Das Navi schickte uns auf einen serpentinenreichen, engen Weg, den ich eigentlich gar nicht fahren wollte. Also drehten wir wieder um und standen dann im Stau auf dem Weg nach Budva. Da die Berge hier bis ans Meer reichen, gibt es einfach nur diese eine Straße an der Küste entlang und durch die Dörfer und Städte durch.
Wir halten in der Nähe von Budva und machen unsere Mittagspause am Strand. Es gibt Porridge mit Granatapfelkernen, die ich selbst geerntet habe…

Überall gibt es wilde Granatapfelbäume. Die Früchte sind sehr viel kleiner als die, die man bei uns kaufen kann. Aber der Inhalt ist der Gleiche.
Und dann ging´’s in die Berge. Fantastisches Panorama, vor allem wenn man so spät dran ist, und das Licht alles noch schöner zeichnet…

Von der Hauptstraße ging es dann wieder auf einem schmalen Weg bergab ins Tal. Unser Ziel war Rijeka Crnojevica, zum gleichnamigen Auto Camp (20 Euro mit allem). Dort standen wir direkt am Fluss…

Abends läuft der Betreiber rum, und bringt jedem Bus Apfelstrudel, wohl selbst gemacht von der Besitzerin. Allerdings hat dieser Apfelstrudel einen sehr osmanischen Geschmack 😉 Der Teig wurde in Zuckerwasser getränkt.
Und wenn man über die Wiese des Campingplatz läuft, riecht es nach Pfefferminze.
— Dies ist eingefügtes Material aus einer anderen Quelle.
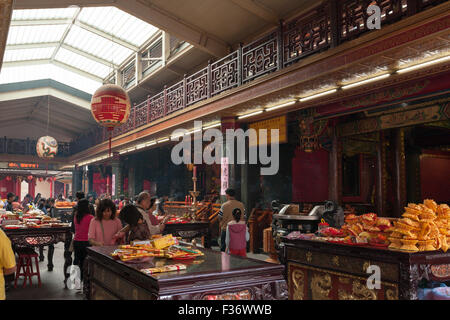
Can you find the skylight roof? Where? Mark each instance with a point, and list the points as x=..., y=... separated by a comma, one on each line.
x=71, y=45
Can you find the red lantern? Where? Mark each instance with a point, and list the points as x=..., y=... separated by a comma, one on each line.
x=110, y=107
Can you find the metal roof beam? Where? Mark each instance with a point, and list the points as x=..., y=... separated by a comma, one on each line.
x=106, y=35
x=88, y=55
x=38, y=45
x=258, y=10
x=39, y=4
x=148, y=12
x=39, y=22
x=76, y=70
x=66, y=32
x=56, y=63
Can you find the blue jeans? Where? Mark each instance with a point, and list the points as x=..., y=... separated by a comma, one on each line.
x=223, y=245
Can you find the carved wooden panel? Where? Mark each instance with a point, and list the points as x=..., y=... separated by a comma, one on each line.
x=309, y=283
x=197, y=87
x=353, y=15
x=175, y=97
x=260, y=57
x=305, y=36
x=225, y=73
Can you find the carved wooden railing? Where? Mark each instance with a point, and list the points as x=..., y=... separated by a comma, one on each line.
x=257, y=222
x=328, y=25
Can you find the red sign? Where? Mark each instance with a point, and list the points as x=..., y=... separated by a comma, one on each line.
x=23, y=165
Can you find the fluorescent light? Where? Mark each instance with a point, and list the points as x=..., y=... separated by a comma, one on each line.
x=359, y=83
x=212, y=126
x=250, y=114
x=422, y=65
x=281, y=105
x=318, y=95
x=175, y=136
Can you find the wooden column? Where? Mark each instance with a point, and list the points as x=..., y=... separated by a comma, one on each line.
x=381, y=176
x=335, y=170
x=399, y=171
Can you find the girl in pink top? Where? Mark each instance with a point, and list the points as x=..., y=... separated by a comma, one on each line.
x=103, y=228
x=81, y=222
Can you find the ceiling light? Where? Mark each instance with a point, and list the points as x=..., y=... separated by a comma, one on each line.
x=163, y=140
x=359, y=83
x=318, y=95
x=281, y=105
x=422, y=65
x=212, y=126
x=250, y=114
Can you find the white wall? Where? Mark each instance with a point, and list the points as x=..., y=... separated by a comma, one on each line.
x=42, y=187
x=23, y=190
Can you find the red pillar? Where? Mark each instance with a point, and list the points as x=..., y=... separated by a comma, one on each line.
x=17, y=187
x=32, y=187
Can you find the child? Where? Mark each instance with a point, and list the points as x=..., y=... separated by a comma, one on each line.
x=137, y=226
x=237, y=235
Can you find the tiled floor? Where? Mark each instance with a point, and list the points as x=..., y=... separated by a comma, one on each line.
x=52, y=287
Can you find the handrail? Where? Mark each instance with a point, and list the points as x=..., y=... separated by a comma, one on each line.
x=330, y=24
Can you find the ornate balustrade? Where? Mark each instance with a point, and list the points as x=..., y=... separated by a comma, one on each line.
x=328, y=25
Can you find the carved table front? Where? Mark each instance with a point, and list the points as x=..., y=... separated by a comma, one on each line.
x=324, y=271
x=190, y=231
x=216, y=275
x=38, y=237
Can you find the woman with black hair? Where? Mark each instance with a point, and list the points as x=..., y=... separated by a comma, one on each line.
x=237, y=235
x=105, y=225
x=138, y=229
x=81, y=221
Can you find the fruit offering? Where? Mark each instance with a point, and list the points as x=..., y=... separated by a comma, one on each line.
x=423, y=227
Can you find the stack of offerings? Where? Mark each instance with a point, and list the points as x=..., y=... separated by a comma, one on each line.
x=424, y=227
x=168, y=268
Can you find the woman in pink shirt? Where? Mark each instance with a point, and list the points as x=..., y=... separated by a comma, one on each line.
x=105, y=225
x=81, y=221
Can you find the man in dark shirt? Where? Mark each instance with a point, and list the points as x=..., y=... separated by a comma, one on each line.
x=9, y=200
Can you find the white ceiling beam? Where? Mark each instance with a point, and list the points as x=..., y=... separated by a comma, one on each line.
x=88, y=55
x=38, y=92
x=19, y=46
x=22, y=63
x=66, y=32
x=39, y=22
x=157, y=17
x=258, y=10
x=39, y=4
x=56, y=63
x=106, y=35
x=76, y=70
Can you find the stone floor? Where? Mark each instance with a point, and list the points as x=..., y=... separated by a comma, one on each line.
x=52, y=285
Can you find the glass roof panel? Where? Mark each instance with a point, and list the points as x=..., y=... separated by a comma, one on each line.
x=121, y=24
x=48, y=71
x=89, y=33
x=28, y=54
x=35, y=34
x=96, y=45
x=82, y=63
x=36, y=14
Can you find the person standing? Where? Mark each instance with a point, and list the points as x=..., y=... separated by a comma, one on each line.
x=105, y=226
x=9, y=200
x=237, y=235
x=226, y=214
x=82, y=222
x=7, y=261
Überall wächst Bergminze…

Am Freitag morgen, nach dem Sport, ging ich in das, im Reiseführer als ganzjährig kalt beschriebene Wasser. Gute Übung für´’s Eisbaden…

Dann musste ich tatsächlich noch ein bisschen Emails schreiben, für die Arbeit. Und dann erkundeten wir das kleine Dörfchen. Hier werden Bootstouren den Fluss entlang angeboten. Auf einer Abbildung sieht man, wie voll es ist im Sommer, was die Anzahl der wartenden Boote schon erahnen ließ…

Das kleine Zentrum ist wunderhübsch, keine 20 m weiter aber Zerfall…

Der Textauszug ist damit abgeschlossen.